Er ist wieder da, Eichborn Verlag, Taschenbuch: 9,99 Euro
Hanns-Josef Ortheil: Die Berlinreise
Damals 1964, als die West-Berliner noch stolz waren auf ihren Insel-Status, besuchte ein zwölfjähriger Kölner Junge die Stadt an der Spree und verfasste seine Reisenotizen in Tagebuchform. Klingt nach Allerwelts- oder sogar Frühpubertätsliteratur, ist es aber nicht. Denn der Knabe hieß Hanns-Josef Ortheil und ist mittlerweile ein erfahrener und erfolgreicher Autor. Groß überarbeitet will der Die Berlinreise übrigens nicht haben, was für sein Talent spricht, das er in frühester Jugend schon hatte. Allerdings weist das Buch deutlich fiktionale Züge auf… Ist aber auch egal, ob das junge Genie oder der versierte Schriftsteller für das fabelhafte Ergebnis verantwortlich ist. Der Roman zeigt uns Hauptstädtern auf jeden Fall, wie wir nach außen wirk(t)en und in was für einer eindrucksvollen Großstadt wir leben.
Die Berlinreise
Wolfgang Herrndorf: In Plüschgewittern
Herrndorfs Tschick ist zum Bestseller und Kino-Erfolg geworden. Sein erster Roman ist aber genauso lesenswert und witzig. Es geht um einen eigenwilligen Einzelgänger, der in der Hauptstadt im Untergrund abtaucht und um das düstere Berlin von einem, der mit 30 noch immer nirgends angekommen ist. Der Schauplatz: Friedrichshain in der Nachwendezeit. Aber zwischen den Zeilen werden sich viele wiedererkennen, die das Erwachsenwerden nicht einfach nebenbei wegstecken.
In Plüschgewittern
Sybil Volks: Torstraße 1
In diesem Roman geht es, ganz typisch, um die Dramen des Lebens, um Liebe und besonders um Freundschaft. Aber vor allem geht es um ein Stück Architektur: um das Haus in der Torstraße 1. Es war schon jüdisches Kaufhaus, Zentrale der Hitlerjugend, Institut der SED und wir kennen es heute als luxuriösen Club Soho House. Fast 100 Jahre der deutschen, insbesondere der Berliner, Geschichte erzählt Sybil Volks anhand dieses Hauses und zweier Menschen, deren Schicksal mit ihm verbunden ist. Eine schöne Familiengeschichte aus der Hauptstadt, erzählt aus der Perspektive von mehreren Generationen.

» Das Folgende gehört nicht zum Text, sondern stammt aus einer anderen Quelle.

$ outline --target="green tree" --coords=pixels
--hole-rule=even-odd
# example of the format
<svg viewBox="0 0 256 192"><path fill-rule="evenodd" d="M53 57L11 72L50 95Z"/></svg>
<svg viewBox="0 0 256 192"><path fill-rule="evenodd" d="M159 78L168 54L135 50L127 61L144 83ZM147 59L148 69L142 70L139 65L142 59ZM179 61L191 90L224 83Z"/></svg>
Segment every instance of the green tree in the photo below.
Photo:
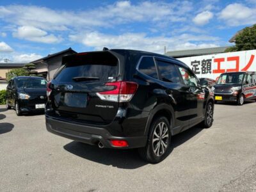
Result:
<svg viewBox="0 0 256 192"><path fill-rule="evenodd" d="M245 28L236 37L236 45L227 48L225 52L256 49L256 24Z"/></svg>
<svg viewBox="0 0 256 192"><path fill-rule="evenodd" d="M12 69L6 74L7 81L11 79L13 77L15 76L28 76L28 72L22 68Z"/></svg>

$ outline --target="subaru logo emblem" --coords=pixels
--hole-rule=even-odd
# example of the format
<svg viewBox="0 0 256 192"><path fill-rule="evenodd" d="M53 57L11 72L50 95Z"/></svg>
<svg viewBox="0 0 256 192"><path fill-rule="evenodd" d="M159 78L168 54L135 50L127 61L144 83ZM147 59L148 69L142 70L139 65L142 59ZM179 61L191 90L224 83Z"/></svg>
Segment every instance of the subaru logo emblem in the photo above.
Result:
<svg viewBox="0 0 256 192"><path fill-rule="evenodd" d="M68 90L71 90L73 88L73 86L71 84L68 84L67 86L67 89Z"/></svg>

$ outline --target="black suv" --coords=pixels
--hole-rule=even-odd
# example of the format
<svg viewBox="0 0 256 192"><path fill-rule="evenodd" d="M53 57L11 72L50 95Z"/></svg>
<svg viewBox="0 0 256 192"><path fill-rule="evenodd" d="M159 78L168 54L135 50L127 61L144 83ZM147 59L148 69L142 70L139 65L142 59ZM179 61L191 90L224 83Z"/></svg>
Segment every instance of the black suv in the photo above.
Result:
<svg viewBox="0 0 256 192"><path fill-rule="evenodd" d="M47 81L39 77L13 77L6 88L6 108L14 108L17 115L24 112L44 111L47 100Z"/></svg>
<svg viewBox="0 0 256 192"><path fill-rule="evenodd" d="M111 49L63 58L49 83L49 131L100 148L139 148L156 163L171 138L212 125L213 92L183 63L147 52Z"/></svg>
<svg viewBox="0 0 256 192"><path fill-rule="evenodd" d="M214 87L215 103L218 101L234 101L241 106L245 100L256 100L256 73L223 73Z"/></svg>

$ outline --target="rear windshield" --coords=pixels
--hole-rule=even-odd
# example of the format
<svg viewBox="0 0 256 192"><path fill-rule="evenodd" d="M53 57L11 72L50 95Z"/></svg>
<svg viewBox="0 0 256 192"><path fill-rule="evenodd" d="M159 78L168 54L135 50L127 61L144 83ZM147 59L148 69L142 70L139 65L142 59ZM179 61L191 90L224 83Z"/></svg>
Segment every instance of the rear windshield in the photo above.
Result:
<svg viewBox="0 0 256 192"><path fill-rule="evenodd" d="M244 73L229 73L221 74L216 84L242 84Z"/></svg>
<svg viewBox="0 0 256 192"><path fill-rule="evenodd" d="M108 81L118 74L118 60L109 52L76 55L66 60L65 66L56 74L54 79L58 81L75 82L79 77L88 78L81 78L81 81Z"/></svg>
<svg viewBox="0 0 256 192"><path fill-rule="evenodd" d="M47 81L44 79L22 77L17 79L17 87L19 88L46 88Z"/></svg>

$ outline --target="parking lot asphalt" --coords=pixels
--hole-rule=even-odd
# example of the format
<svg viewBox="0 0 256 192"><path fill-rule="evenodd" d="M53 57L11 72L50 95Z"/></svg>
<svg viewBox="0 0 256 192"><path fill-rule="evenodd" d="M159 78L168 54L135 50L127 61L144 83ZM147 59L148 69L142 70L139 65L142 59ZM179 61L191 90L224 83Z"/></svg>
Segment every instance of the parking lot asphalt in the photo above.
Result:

Torstraße 1, dtv Verlag, Taschenbuch: 9,95 Euro
Kevin Junk – Berliner Befindlichkeiten
Mal was anderes: Kevin Junk schreibt keine Liebesgeschichte, sondern beschreibt in vielen kleinen Anekdoten eine besondere Berliner Subkultur. Er gibt Einblick in das Leben der Feierwütigen, derjenigen, die mit Glitzer im Gesicht auf dem 1. Mai tanzen, die ungeniert über Drogen reden und sich in den Darkroom trauen. Außerdem kennt er sich in Berlins Schwulenszene bestens aus. Die Eindrücke aus dem Berghain und dem Berliner Alltag kommen im Blogger-Sprech daher. Denen, die Teil desselben Mikrokosmos sind, hält Junk den Spiegel vor. Alle anderen bekommen einen ungeschönten Eindruck.